Il TMO – Teatro Mediterraneo Occupato – è un’esperienza di riutilizzo e cura di un bene pubblico attraverso un percorso di gestione partecipativa, che opera come agente di sviluppo economico e sociale per e con il territorio: un centro poli-funzionale di produzione dedicato alla sperimentazione e alla formazione teatrale, al co-working e alla promozione di stili di vita sostenibili. Il TMO è nato due anni e mezzo fa per iniziativa di un gruppo di giovani artisti, artigiani, professionisti del terzo settore, ricercatori, agronomi, archivisti, bibliotecari, cittadini all’interno della Fiera del Mediterraneo di Palermo, dalla trasformazione di uno spazio vuoto e degradato di 2150 m2, in un luogo accogliente di incontro, discussione, formazione e produzione artistica a disposizione del quartiere e della cittadinanza, frutto del lavoro volontario e comune delle persone che se ne prendono cura e del contributo di coloro che lo attraversano. Il TMO è un esperimento “cittadinanza d’impresa” teso a rafforzare i legami comunitari ed il legame diretto degli abitanti con il proprio ambiente di vita, e promuovere nuove forme di “welfare community”. Carattere distintivo è il rispetto del valore d’uso dello spazio, coniugato alle esigenze e ai desideri della comunità che lo vive e lo fruisce; l’orizzontalità e l’inclusività nella gestione e nella cura del bene, la riflessione comune e lo scambio di conoscenze, competenze e professionalità hanno significato anche il crearsi di stabili sinergie produttive e una progettualità condivisa.

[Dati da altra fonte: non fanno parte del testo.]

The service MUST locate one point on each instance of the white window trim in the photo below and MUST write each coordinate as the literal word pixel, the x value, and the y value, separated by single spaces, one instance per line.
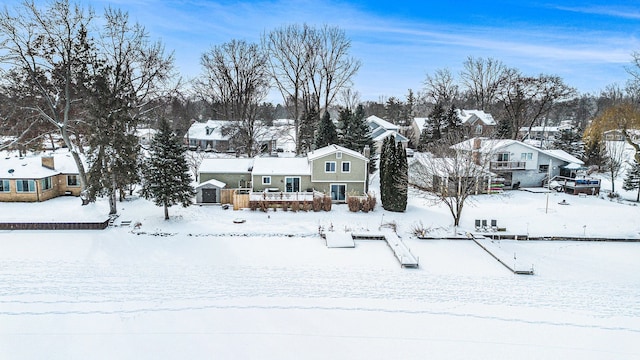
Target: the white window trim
pixel 334 167
pixel 46 181
pixel 77 181
pixel 29 182
pixel 6 188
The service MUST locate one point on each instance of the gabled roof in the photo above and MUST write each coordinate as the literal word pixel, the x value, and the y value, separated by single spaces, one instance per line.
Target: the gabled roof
pixel 471 116
pixel 375 122
pixel 199 130
pixel 493 145
pixel 226 166
pixel 30 167
pixel 281 166
pixel 563 155
pixel 332 149
pixel 380 136
pixel 214 182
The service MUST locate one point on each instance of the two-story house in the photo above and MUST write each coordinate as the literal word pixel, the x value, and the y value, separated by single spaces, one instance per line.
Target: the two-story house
pixel 332 170
pixel 520 164
pixel 381 129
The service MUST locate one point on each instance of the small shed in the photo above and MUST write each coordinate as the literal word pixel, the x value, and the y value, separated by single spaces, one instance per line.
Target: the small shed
pixel 208 192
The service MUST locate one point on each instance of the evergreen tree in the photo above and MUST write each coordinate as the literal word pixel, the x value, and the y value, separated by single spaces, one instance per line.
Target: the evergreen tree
pixel 632 179
pixel 327 133
pixel 386 169
pixel 400 180
pixel 571 142
pixel 355 133
pixel 166 177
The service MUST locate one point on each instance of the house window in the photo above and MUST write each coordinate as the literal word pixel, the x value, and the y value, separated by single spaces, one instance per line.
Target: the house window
pixel 330 166
pixel 25 185
pixel 72 180
pixel 526 156
pixel 46 183
pixel 292 184
pixel 338 192
pixel 4 186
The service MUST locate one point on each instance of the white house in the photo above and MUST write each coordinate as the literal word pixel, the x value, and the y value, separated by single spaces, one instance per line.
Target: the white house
pixel 381 129
pixel 517 162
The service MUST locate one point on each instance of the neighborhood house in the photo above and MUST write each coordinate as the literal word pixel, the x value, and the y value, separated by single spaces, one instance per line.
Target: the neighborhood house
pixel 332 170
pixel 523 165
pixel 35 178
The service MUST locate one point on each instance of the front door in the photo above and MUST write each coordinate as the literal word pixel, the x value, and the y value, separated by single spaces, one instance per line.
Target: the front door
pixel 292 184
pixel 338 192
pixel 209 195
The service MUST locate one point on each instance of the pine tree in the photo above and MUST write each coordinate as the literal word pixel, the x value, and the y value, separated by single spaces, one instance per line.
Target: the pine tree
pixel 632 179
pixel 400 179
pixel 327 133
pixel 385 170
pixel 571 142
pixel 355 133
pixel 166 177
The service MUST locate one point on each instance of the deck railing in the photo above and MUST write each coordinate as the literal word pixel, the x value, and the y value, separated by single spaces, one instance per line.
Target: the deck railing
pixel 508 165
pixel 283 196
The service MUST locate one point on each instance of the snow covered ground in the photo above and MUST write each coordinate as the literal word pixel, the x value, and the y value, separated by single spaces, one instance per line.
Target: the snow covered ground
pixel 201 286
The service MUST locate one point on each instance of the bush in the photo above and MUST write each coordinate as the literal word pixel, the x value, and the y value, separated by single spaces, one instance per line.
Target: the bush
pixel 372 201
pixel 317 203
pixel 326 203
pixel 365 205
pixel 353 203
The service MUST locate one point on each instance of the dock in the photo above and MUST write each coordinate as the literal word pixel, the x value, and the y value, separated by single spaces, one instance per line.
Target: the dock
pixel 400 250
pixel 518 268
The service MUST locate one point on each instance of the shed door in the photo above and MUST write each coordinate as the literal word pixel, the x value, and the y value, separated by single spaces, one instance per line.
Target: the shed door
pixel 209 195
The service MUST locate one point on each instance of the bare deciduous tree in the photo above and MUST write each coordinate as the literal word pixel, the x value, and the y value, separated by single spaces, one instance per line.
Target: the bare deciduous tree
pixel 450 176
pixel 526 100
pixel 46 43
pixel 441 87
pixel 235 75
pixel 310 67
pixel 483 79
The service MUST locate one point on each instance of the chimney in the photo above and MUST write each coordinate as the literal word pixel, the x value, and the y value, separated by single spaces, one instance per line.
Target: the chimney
pixel 477 142
pixel 47 161
pixel 367 151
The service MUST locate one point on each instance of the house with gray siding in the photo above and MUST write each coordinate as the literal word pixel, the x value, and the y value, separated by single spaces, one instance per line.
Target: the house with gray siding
pixel 517 162
pixel 332 170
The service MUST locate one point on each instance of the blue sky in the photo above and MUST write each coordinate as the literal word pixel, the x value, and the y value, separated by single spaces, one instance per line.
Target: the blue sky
pixel 587 43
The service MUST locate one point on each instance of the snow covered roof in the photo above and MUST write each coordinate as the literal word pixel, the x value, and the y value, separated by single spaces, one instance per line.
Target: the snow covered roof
pixel 381 135
pixel 563 155
pixel 420 123
pixel 493 145
pixel 375 122
pixel 281 166
pixel 30 167
pixel 471 115
pixel 226 166
pixel 214 182
pixel 210 130
pixel 318 153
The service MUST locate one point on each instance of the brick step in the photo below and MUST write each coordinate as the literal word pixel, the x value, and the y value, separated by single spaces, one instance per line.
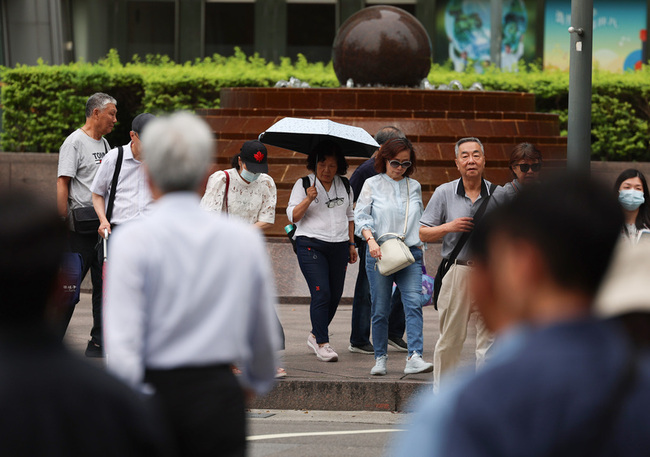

Ogni attività è improntata all’idea di innovazione sostenibile intesa nelle sua declinazione sociale, economica ed ambientale, sperimentando teorie e pratiche resilienti in maniera trasparente e divenendo modello ispiratore e riproducibile di nuove logiche e sistemi di valore. Il percorso condiviso tra Comune, gruppi informali, associazioni civiche e cittadini per il riconoscimento formale e la regolarizzazione del TMO, intende garantire la continuità del percorso gestionale, il rafforzarsi dell’attività di co-working e la piena accessibilità dello spazio alla cittadinanza, in rispetto del principio di “sussidiarietà circolare”.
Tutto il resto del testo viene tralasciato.